La contribution des femmes, auxiliaires effacées ou combattantes, aux mouvements de résistance et de dissidence pourrait se résumer ainsi : quelques grandes figures emblématiques cachant la forêt des inconnues souvent confinées dans des tâches liées « à leur condition ». On ne peut alors s'étonner qu'il ait fallu attendre que la société elle-même leur accorde une autre place pour que les mille et une façons de résister puissent être rassemblées 669 et reconnues. Sauvetage d'enfants, lutte quotidienne pour nourrir et vêtir, prise en charge de toutes les tâches d'intendance permettant de préparer évasions et sabotages, transmission de courriers, autant d'ingrédients indispensables à la bonne marche de la résistance mais ingrédients peu marqués par la gloire.

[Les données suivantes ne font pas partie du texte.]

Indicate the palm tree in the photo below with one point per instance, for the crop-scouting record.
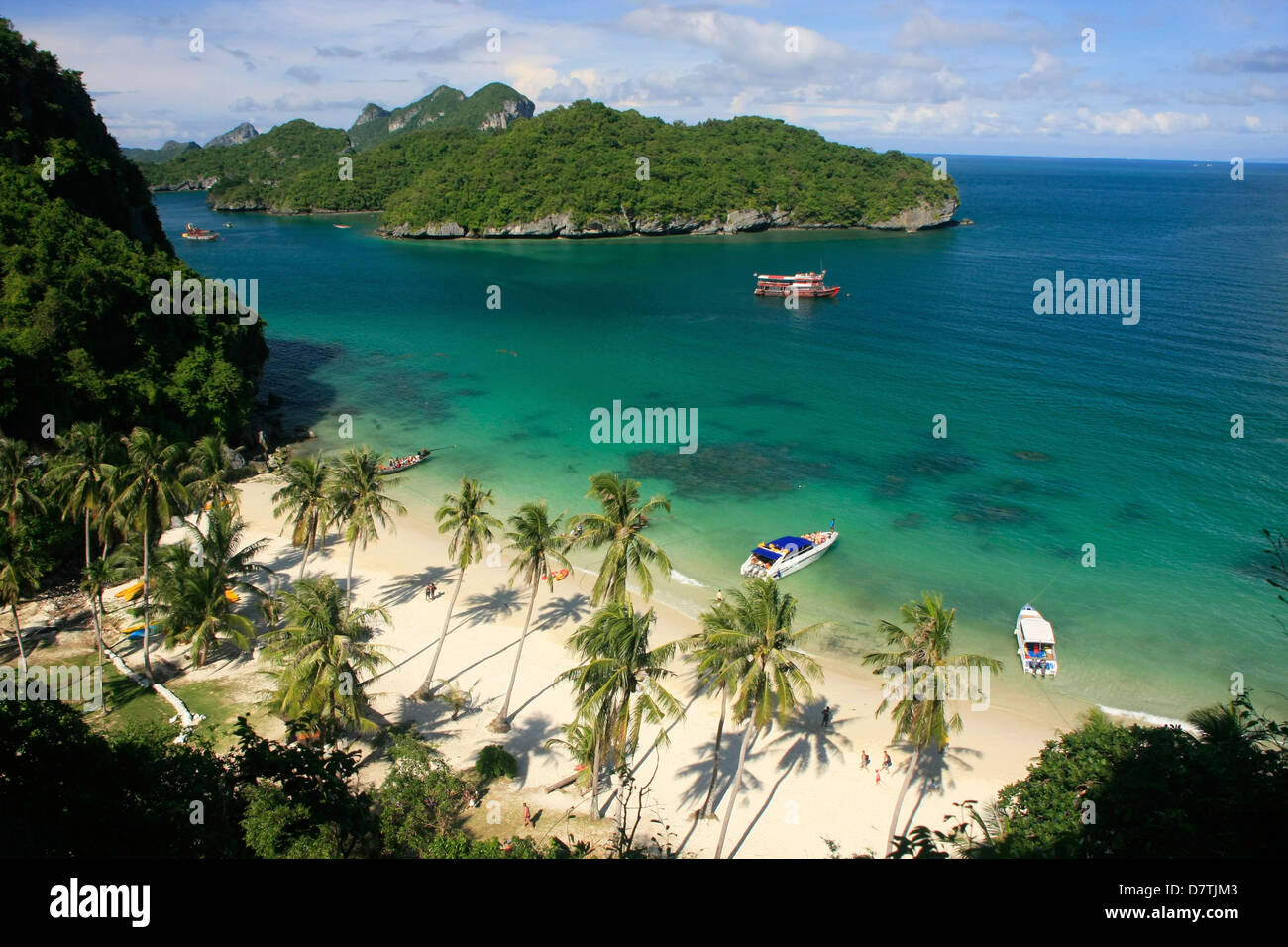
(304, 499)
(619, 527)
(618, 684)
(17, 483)
(98, 577)
(773, 677)
(210, 474)
(921, 655)
(539, 548)
(193, 591)
(147, 492)
(472, 526)
(80, 474)
(719, 672)
(18, 573)
(321, 652)
(360, 501)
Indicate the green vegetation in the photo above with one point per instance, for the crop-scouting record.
(580, 159)
(465, 517)
(919, 711)
(78, 252)
(155, 157)
(442, 108)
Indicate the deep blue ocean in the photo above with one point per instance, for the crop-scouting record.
(1061, 431)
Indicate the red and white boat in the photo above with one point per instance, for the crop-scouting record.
(191, 232)
(807, 285)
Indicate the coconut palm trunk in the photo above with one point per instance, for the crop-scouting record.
(348, 579)
(593, 774)
(17, 630)
(308, 545)
(737, 785)
(147, 615)
(428, 685)
(898, 802)
(502, 722)
(715, 757)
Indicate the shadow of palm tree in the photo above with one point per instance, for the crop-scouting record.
(500, 603)
(558, 611)
(932, 774)
(805, 744)
(402, 589)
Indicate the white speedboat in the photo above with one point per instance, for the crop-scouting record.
(1034, 639)
(786, 554)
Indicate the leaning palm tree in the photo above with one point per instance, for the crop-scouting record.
(196, 589)
(618, 684)
(539, 548)
(773, 677)
(619, 528)
(321, 652)
(304, 499)
(465, 517)
(80, 472)
(147, 492)
(210, 474)
(98, 577)
(921, 656)
(361, 502)
(717, 673)
(18, 574)
(17, 482)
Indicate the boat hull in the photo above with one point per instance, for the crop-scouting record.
(754, 570)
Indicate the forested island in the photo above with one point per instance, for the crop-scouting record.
(480, 166)
(80, 245)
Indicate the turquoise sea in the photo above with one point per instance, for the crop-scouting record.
(1063, 431)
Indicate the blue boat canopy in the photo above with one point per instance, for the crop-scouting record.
(774, 549)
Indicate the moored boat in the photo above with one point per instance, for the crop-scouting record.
(807, 285)
(191, 232)
(786, 554)
(404, 463)
(1034, 641)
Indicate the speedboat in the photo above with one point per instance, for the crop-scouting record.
(1034, 639)
(786, 554)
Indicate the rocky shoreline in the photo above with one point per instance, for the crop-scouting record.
(922, 217)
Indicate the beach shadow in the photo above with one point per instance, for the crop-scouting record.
(805, 745)
(410, 585)
(500, 603)
(932, 777)
(559, 611)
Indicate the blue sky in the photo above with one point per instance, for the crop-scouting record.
(1166, 80)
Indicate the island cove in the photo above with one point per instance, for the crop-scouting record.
(585, 170)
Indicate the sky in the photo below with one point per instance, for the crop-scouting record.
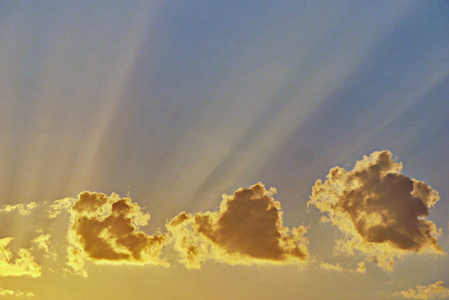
(224, 149)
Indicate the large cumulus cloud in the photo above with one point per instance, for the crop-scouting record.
(379, 211)
(105, 229)
(431, 291)
(247, 229)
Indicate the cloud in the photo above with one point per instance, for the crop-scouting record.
(22, 265)
(43, 243)
(435, 290)
(18, 293)
(22, 209)
(105, 229)
(361, 268)
(247, 229)
(58, 206)
(379, 211)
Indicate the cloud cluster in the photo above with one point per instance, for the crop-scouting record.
(22, 264)
(379, 211)
(105, 229)
(247, 229)
(17, 293)
(361, 268)
(435, 290)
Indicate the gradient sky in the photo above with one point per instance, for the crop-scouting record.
(175, 103)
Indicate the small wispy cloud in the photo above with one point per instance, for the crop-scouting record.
(431, 291)
(247, 229)
(105, 229)
(379, 211)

Les figures féminines entrant dans le panthéon de la résistance sont peu nombreuses. Nous avons déjà évoqué Bertie ALBRECHT qui sera l'une des rares à recevoir, et à titre posthume, la Croix de la Libération 670 . D'autres figures émergent entre l'héroïsme actif (Lucie AUBRAC) ou la martyrologie de certains groupes (Danielle CASANOVA pour le Parti Communiste). Mais la non contribution (ou une contribution réduite à de très rares exceptions) des femmes aux actions armées et à la vie dans les maquis 671 , les écartent pour longtemps de la scène glorieuse. C'est que la répartition « traditionnelle » des rôles sociaux est peu affectée par le bouleversement vécu dans ces années noires. L'organisation du refus, dans l'espoir d'une délivrance du joug – et surtout d'une future donne politique et sociale – ne révolutionne en rien la vision des places assignées à l'un et l'autre sexes. Porteur d'un nouveau projet de construction politique, sociale et économique, le Conseil National de la Résistance, dans ses travaux pour refonder la France au sortir de l'Occupation, ne portera pas sa réflexion sur la question du vote des femmes, les conservant ainsi à l’état de mineures civiles. La question de la non-reconnaissance de la part féminine ne se limite donc pas, loin de là, à un usage traditionnel des fonctions sociales imparties aux femmes. Fonctions que les services sociaux, officiels et clandestins, symbolisaient et pratiquaient.

Notes
664.

J.-M. GUILLON et P. LABORIE (direction.), Mémoire et Histoire : la Résistance, Privat, Toulouse, 1995, p. 18.

665.

« Le type-idéal est un modèle. (…) En tant que modèle abstrait, il est un moyen pour saisir les relations entre des phénomènes concrets, leur causalité et leur signification. Il sert à découper le réel, à sélectionner une pluralité de phénomènes isolés, à les ordonner en fonction d'un ou plusieurs points de vue. »Dictionnaire de la Sociologie, Larousse, 1989, p. 200.

666.

F. BÉDARIDA, « Sur le concept de résistance » in J.-M. GUILLON et P. LABORIE (dir.), Mémoire et Histoire, Op. cit., pp. 45-50.

667.

Jacques SEMELIN, Op. cit., p. 49.

668.

Lucien LAZARE, La Résistance juive en France, Stock, 1987.

669.

De la même manière, la contribution active des étrangers dans les mouvements de résistance devra attendre plusieurs décennies avant d'être évoquée. Voir : Stéphane COURTOIS, Denis PESCHANSKI et Adam RAYSKI, Le Sang de l'Étranger, Fayard, 1989.

670.

Six femmes seulement obtiendront cette distinction sur les 1.036 attribuées.

671.

Voir Margaret COLLINS-WEITZ, Les Combattantes de l'ombre. Histoire des femmes dans la Résistance, Albin Michel, 1997, et plus particulièrement le chapitre « La guerre est une affaire d'hommes », pp. 181-207.